Partijwissels in België: een onderzoek naar de motieven en gevolgen van de overstap van Belgische parlementsleden naar een andere partij tussen 1981 en 1999

Marjan Decroos
Persbericht

Partijwissels in België: een onderzoek naar de motieven en gevolgen van de overstap van Belgische parlementsleden naar een andere partij tussen 1981 en 1999

De controverse voorbij: over de beslissing tot overstap naar een andere partij en de gevolgen ervan

 

U herinnert ze zich misschien nog: de tranen van Johan Van Hecke tijdens een interview met de krant De Standaard in het najaar van 2001. De oud-CVP-voorzitter had het merkbaar moeilijk met zijn uitsluiting uit de partij. De aanleiding? Politieke ontrouw. Van Hecke zou plannen hebben beraamd om met zoveel mogelijk CD&V’ers naar de VLD over te stappen om samen tot een “grote volkspartij” te kunnen uitgroeien. Na een bewogen afscheid van de CD&V richtte hij een nieuwe beweging, de NCD op (Nieuwe Christen Democratie). Een jaar later schafte het gros van de NCD-leden zich een VLD-lidkaart aan.

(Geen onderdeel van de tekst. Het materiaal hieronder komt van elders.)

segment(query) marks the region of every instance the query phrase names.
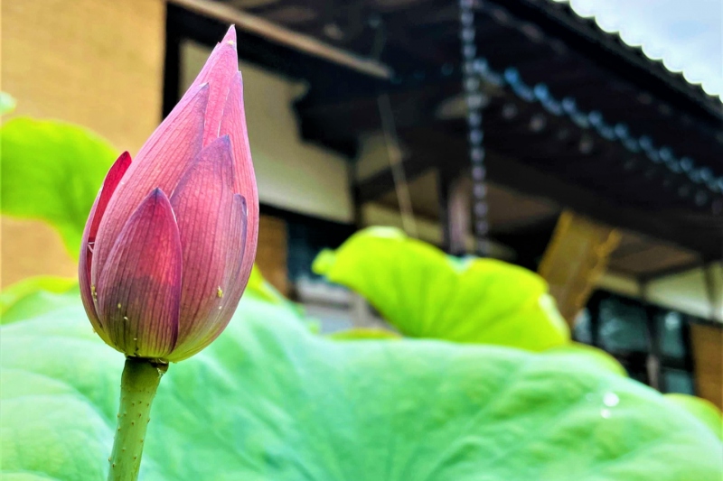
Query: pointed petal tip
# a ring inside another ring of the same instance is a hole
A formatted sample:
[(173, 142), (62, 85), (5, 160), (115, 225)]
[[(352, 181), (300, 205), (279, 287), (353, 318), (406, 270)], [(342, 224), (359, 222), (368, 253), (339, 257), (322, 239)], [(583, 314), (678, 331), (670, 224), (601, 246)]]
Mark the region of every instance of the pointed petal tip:
[(236, 25), (231, 24), (229, 27), (229, 30), (226, 32), (226, 35), (223, 37), (222, 42), (233, 45), (234, 49), (236, 48)]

Eveneens in het najaar van 2001 viel de Volksunie na een lange lijdensweg officieel uiteen. Wie ervan overbleef trok in 2003 alleen, in kartel met de sp.a of als individu op de lijst van een andere partij naar de federale verkiezingen. Tussen de splitsing en de verkiezingen van 2003 kreeg de kiezer een soms weinig verheffend schouwspel te zien van hoe de partijlozen op zoek gingen naar de partij die hen het beste lag ... of hen het meeste te bieden had.

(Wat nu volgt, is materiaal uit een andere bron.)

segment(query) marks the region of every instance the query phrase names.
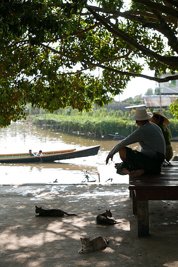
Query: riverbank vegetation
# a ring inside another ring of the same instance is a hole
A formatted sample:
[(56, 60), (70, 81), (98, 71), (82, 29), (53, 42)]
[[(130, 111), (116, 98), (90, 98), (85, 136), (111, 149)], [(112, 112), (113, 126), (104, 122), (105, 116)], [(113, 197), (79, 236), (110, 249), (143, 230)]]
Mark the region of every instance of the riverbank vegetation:
[[(173, 137), (178, 136), (178, 121), (173, 118), (169, 111), (162, 111), (169, 120)], [(138, 126), (129, 115), (128, 111), (124, 114), (121, 110), (108, 110), (106, 108), (80, 113), (68, 108), (60, 109), (56, 114), (44, 113), (33, 115), (30, 120), (33, 124), (44, 128), (86, 136), (107, 138), (108, 134), (116, 132), (127, 136), (136, 129)]]

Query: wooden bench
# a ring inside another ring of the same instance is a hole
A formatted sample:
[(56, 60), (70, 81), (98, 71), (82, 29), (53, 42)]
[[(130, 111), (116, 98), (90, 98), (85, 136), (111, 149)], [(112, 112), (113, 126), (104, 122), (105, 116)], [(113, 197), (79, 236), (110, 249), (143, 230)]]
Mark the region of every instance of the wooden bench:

Scheiden en hertrouwen, het komt voor in de beste politieke families. Tussen 1981 en 1999 zijn 27 gevallen bekend van in functie zijnde of oud-parlementsleden die van partij veranderden. Hieronder enkele grote namen zoals Henri Simonet (van de PS naar de PRL in 1985), Jaak Gabriëls (van de VU naar de VLD in 1991), Pierre Chevalier (van de SP naar de VLD in 1992) en Gérard Deprez (van de PSC naar de toenmalige PRL-FDF-MCC in 1999). Maar ook minder bekende of in de vergetelheid geraakte namen wisselden in die periode van partijkaart: Ferdinand Geyselings (van Agalev naar de VU in 1987), Johan De Mol (van de VU naar de SP in 1987) of Ludo Dierickx (van Agalev naar de SP in 1995).

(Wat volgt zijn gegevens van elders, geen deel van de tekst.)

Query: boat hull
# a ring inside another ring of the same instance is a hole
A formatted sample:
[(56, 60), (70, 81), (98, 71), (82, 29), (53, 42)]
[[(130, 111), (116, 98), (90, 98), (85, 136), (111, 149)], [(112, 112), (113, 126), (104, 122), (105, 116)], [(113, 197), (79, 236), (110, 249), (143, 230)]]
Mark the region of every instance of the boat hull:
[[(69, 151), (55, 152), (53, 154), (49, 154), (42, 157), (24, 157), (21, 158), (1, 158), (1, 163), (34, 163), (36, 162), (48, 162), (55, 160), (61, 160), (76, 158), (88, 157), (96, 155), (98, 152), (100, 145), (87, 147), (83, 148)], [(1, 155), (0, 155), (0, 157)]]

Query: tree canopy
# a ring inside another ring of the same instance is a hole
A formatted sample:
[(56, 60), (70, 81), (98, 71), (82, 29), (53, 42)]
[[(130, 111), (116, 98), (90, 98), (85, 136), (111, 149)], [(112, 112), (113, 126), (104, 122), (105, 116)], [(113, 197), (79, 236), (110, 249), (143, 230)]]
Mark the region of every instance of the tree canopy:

De reacties op een overstap zijn meestal erg kritisch. De partij die achterblijft, hanteert een retoriek die de “overlopers” van verraad beschuldigt, de pers staat klaar om de overstap als een opportunistische machtsoverweging af te schilderen, de kiezer voelt zich berooid, de legitimiteit van de politieke vertegenwoordiging daalt, de ideologische grenzen tussen de partijen worden vaag, kortom, het dichten van de beruchte kloof tussen de burger en de politiek lijkt alweer een stap verder af. Wat brengt een politicus er dan toch toe om een dergelijke controversiële beslissing tot overstap te nemen? En wat zijn de gevolgen van die beslissing?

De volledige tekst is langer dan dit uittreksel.